Abstract

Effective methods to engineer the segmented, double-stranded RNA genomes of Reoviridae viruses have only recently been developed. Mammalian orthoreoviruses (MRV) and bluetongue virus (BTV) can be recovered from entirely recombinant reagents, significantly improving the capacity to study the replication, pathogenesis, and transmission of these viruses. Conversely, rotaviruses (RVs), which are the major etiological agent of severe gastroenteritis in infants and children, have thus far only been modified using single-segment replacement methods.
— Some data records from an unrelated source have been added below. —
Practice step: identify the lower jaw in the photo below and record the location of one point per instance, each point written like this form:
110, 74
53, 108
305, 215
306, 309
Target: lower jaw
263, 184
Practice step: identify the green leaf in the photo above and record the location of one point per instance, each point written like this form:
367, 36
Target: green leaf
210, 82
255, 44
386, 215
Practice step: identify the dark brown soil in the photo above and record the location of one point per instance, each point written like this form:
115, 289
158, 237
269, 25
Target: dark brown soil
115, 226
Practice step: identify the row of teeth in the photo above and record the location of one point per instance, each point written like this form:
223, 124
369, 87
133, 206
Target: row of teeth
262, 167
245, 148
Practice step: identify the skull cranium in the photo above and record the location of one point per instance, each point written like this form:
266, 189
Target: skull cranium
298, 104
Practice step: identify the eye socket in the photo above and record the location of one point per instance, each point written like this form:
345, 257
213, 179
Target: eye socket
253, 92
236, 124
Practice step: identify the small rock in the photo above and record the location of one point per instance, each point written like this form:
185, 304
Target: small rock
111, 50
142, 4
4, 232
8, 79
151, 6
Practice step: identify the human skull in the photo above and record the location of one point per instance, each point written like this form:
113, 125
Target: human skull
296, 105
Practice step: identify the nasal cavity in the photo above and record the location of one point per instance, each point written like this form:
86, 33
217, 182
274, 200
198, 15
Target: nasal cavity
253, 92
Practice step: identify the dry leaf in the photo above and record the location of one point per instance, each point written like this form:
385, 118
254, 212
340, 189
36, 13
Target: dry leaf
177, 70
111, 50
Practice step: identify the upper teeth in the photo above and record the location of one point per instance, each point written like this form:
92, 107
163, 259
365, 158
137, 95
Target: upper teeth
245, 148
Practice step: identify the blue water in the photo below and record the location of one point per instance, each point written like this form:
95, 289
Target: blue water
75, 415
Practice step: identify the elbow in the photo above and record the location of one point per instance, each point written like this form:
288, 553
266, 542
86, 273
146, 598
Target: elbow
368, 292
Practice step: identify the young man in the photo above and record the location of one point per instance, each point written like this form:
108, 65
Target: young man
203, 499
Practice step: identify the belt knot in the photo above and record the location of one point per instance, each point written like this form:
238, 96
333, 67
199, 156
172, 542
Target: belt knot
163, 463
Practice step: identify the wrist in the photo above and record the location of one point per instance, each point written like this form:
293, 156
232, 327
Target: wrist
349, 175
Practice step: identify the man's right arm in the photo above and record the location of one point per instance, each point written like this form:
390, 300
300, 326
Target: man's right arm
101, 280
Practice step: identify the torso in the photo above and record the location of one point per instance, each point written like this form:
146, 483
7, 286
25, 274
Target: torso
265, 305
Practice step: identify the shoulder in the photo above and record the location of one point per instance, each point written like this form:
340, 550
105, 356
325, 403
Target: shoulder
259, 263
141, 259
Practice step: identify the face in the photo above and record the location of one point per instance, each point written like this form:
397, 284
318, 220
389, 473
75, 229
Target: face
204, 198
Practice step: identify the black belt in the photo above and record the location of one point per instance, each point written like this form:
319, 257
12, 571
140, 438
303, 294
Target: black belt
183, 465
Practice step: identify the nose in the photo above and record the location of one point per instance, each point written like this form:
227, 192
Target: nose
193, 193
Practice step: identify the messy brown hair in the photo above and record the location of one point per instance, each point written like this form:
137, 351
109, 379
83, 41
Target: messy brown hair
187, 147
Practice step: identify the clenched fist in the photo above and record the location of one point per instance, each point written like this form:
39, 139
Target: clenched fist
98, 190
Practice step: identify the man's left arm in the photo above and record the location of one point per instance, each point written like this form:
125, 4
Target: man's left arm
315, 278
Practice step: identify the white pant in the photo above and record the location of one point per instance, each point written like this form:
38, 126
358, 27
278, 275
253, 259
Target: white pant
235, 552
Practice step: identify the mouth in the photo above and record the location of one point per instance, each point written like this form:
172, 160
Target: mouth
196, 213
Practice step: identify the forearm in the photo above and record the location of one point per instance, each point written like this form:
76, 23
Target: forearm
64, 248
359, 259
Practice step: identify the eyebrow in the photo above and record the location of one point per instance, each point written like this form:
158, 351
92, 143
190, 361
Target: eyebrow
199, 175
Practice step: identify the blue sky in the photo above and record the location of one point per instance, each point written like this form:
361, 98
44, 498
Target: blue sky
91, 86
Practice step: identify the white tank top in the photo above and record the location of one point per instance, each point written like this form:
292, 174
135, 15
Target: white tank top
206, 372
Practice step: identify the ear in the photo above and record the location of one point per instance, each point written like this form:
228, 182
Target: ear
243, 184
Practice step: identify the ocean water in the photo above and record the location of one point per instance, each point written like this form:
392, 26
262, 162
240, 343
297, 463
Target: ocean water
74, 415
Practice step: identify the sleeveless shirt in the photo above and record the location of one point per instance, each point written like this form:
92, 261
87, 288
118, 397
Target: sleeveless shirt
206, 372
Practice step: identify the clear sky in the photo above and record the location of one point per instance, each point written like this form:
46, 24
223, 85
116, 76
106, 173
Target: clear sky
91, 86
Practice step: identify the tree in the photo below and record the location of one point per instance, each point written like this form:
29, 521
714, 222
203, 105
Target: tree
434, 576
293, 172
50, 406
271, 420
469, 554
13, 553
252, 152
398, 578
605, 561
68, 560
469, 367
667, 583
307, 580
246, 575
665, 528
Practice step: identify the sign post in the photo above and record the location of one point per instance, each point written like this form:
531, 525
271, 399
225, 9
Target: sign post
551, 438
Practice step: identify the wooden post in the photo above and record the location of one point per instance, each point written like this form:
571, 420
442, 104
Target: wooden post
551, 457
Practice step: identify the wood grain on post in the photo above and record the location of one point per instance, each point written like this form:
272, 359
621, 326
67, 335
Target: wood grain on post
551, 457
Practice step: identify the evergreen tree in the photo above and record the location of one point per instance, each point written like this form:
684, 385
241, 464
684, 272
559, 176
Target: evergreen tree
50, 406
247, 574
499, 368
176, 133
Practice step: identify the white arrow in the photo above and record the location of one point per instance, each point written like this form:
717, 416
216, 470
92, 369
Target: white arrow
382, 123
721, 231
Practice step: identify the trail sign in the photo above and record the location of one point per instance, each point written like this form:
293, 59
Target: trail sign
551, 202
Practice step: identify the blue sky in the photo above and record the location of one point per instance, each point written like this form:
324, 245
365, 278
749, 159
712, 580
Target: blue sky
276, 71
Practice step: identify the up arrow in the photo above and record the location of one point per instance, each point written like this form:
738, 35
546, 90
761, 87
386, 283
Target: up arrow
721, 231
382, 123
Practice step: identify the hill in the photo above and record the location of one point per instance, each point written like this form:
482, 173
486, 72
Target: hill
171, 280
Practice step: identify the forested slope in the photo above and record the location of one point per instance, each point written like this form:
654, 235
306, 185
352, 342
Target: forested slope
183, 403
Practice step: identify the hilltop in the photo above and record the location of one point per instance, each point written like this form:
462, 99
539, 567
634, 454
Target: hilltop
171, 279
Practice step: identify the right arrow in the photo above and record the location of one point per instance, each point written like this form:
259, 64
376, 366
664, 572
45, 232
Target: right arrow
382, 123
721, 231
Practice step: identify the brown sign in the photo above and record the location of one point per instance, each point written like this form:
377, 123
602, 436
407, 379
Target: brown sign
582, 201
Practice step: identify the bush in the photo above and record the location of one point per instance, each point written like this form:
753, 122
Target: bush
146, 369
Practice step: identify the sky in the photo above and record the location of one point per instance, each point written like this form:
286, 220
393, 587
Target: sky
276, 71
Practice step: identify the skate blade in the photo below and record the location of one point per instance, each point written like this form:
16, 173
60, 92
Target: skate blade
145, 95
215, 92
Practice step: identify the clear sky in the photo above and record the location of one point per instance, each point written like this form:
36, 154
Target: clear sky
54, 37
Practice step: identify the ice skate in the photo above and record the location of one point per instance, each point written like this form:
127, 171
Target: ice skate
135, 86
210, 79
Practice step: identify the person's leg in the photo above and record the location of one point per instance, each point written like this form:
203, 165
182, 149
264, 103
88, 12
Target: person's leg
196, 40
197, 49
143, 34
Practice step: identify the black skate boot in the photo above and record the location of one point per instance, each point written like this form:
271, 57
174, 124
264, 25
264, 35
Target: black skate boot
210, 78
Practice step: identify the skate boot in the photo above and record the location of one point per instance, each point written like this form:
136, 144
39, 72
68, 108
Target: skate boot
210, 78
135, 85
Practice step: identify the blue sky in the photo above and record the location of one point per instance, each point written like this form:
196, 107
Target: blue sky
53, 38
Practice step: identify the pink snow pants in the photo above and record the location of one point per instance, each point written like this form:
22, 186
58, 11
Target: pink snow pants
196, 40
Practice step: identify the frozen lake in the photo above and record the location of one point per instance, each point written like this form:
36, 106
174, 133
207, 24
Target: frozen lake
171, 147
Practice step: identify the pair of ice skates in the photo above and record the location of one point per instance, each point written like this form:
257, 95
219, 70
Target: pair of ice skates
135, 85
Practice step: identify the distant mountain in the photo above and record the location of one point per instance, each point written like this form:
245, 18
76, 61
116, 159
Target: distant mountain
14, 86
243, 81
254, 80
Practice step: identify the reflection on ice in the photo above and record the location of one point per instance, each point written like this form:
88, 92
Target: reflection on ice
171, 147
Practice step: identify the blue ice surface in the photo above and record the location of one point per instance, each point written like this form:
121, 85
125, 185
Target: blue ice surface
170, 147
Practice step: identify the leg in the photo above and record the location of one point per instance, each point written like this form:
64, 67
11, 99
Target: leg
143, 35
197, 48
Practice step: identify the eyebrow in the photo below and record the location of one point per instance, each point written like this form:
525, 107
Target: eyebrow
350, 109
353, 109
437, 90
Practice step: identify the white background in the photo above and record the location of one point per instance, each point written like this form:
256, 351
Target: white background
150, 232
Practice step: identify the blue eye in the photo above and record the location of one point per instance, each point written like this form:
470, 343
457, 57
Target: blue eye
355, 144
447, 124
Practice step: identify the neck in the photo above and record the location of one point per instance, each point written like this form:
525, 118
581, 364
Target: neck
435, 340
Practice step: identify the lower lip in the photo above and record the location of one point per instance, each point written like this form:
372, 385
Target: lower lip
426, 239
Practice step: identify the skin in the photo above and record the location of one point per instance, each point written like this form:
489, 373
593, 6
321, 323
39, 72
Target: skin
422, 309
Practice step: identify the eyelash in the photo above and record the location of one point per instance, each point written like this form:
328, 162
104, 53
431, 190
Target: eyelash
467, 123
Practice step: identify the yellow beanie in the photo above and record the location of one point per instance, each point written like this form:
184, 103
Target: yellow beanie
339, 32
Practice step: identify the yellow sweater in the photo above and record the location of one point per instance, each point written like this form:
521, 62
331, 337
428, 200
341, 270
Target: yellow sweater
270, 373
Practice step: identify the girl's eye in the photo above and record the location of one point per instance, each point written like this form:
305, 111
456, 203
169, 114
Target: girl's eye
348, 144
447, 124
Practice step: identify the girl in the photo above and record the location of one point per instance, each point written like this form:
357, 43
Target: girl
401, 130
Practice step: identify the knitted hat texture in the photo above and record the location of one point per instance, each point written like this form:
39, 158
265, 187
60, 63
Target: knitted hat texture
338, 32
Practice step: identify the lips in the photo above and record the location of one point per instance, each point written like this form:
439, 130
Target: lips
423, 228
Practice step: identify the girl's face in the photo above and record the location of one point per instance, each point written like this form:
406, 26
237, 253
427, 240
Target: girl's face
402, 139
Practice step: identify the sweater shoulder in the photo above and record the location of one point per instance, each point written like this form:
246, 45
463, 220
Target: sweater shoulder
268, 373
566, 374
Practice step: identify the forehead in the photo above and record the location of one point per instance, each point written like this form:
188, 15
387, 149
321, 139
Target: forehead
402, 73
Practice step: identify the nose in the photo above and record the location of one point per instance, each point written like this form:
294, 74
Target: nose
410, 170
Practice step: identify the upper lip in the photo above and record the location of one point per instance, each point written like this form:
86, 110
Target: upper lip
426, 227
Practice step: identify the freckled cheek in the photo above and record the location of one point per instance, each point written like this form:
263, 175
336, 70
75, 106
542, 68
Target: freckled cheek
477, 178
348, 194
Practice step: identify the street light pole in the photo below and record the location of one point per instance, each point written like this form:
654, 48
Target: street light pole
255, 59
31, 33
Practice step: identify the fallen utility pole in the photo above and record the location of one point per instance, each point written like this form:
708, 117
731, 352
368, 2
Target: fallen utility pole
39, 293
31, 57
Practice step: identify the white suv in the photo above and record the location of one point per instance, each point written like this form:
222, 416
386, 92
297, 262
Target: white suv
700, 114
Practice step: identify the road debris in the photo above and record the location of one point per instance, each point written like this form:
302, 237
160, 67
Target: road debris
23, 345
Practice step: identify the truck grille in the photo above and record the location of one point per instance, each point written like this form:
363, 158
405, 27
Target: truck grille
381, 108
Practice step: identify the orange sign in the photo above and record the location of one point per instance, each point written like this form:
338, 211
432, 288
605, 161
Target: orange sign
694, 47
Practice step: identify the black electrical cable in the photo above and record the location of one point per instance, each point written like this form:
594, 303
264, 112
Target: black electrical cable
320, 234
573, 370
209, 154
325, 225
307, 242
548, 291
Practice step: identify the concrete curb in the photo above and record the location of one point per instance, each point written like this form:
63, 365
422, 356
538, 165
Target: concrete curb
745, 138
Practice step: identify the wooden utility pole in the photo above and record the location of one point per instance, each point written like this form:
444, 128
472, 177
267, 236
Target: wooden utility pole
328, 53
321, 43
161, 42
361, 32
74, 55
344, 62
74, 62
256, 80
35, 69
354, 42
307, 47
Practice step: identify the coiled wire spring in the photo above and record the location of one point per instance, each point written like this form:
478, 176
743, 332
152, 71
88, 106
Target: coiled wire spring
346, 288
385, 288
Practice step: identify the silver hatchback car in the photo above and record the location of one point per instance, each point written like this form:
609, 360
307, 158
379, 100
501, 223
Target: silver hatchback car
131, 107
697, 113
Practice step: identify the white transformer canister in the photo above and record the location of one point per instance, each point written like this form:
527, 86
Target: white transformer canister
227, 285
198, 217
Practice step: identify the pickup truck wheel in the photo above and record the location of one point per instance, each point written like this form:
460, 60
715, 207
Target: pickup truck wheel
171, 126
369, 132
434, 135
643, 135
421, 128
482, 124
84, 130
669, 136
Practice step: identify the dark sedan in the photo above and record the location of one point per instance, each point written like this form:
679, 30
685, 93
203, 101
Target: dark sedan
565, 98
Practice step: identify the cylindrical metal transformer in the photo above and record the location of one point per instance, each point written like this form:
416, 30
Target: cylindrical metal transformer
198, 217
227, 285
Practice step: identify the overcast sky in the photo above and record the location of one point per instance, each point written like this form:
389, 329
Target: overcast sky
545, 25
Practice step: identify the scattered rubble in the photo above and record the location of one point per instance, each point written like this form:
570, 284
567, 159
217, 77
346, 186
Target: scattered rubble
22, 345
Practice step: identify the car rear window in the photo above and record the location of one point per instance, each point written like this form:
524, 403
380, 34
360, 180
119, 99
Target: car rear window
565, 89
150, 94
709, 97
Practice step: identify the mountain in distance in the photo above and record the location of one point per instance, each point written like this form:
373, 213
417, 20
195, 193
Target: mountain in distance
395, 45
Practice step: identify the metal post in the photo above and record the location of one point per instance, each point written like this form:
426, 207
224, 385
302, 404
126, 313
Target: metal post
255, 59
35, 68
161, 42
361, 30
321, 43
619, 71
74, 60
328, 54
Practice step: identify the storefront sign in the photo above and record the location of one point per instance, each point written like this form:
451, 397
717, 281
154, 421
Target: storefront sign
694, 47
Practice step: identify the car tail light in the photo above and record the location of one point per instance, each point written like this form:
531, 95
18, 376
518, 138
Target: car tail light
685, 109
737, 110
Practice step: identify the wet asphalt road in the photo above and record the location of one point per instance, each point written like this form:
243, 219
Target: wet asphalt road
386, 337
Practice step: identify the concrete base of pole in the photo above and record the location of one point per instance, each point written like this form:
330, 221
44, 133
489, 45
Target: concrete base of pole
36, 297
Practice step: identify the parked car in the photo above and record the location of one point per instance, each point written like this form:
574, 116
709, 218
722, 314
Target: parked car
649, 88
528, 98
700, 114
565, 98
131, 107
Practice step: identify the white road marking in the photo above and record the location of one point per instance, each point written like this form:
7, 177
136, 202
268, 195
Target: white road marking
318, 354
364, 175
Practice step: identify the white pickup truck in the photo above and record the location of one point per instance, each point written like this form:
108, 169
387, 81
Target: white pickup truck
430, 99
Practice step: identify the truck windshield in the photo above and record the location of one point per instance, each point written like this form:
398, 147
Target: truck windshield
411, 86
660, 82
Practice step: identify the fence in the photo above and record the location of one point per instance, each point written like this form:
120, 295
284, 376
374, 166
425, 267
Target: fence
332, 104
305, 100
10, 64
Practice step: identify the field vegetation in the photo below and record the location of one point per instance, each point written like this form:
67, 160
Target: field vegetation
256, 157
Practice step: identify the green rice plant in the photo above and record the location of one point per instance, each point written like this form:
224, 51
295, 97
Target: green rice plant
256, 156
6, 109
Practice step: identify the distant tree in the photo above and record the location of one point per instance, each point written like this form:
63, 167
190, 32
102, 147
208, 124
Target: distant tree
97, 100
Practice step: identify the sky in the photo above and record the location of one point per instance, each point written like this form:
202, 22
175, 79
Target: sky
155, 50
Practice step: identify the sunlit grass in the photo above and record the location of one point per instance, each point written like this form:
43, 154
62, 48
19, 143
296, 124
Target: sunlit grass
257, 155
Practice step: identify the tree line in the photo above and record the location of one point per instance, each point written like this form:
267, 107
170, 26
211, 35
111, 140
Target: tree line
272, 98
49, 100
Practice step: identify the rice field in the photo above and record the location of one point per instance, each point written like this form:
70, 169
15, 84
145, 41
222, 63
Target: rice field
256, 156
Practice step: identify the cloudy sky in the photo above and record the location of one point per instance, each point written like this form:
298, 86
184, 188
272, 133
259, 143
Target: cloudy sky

Reoviridae reverse genetics techniques universally rely on site-specific initiation of transcription by T7 RNA polymerase to generate the authentic 5′ end of recombinant RNA segments, but they vary in how the RNAs are introduced into cells: recombinant BTV is recovered by transfection of in vitro transcribed RNAs, whereas recombinant MRV and RV RNAs are transcribed intracellularly from transfected plasmid cDNAs. Additionally, several parameters have been identified in each system that are essential for recombinant virus recovery. Generating recombinant BTV requires the use of 5′ capped RNAs and is enhanced by multiple rounds of RNA transfection, suggesting that translation of viral proteins is likely the rate-limiting step. For RV, the efficiency of recovery is almost entirely dependent on the strength of the selection mechanism used to isolate the single-segment recombinant RV from the unmodified helper virus. The reverse genetics methods for BTV and RV are presented and compared to the previously described MRV methods. Analysis and comparison of each method suggest several key lines of research that might lead to a reverse genetics system for RV, analogous to those used for MRV and BTV.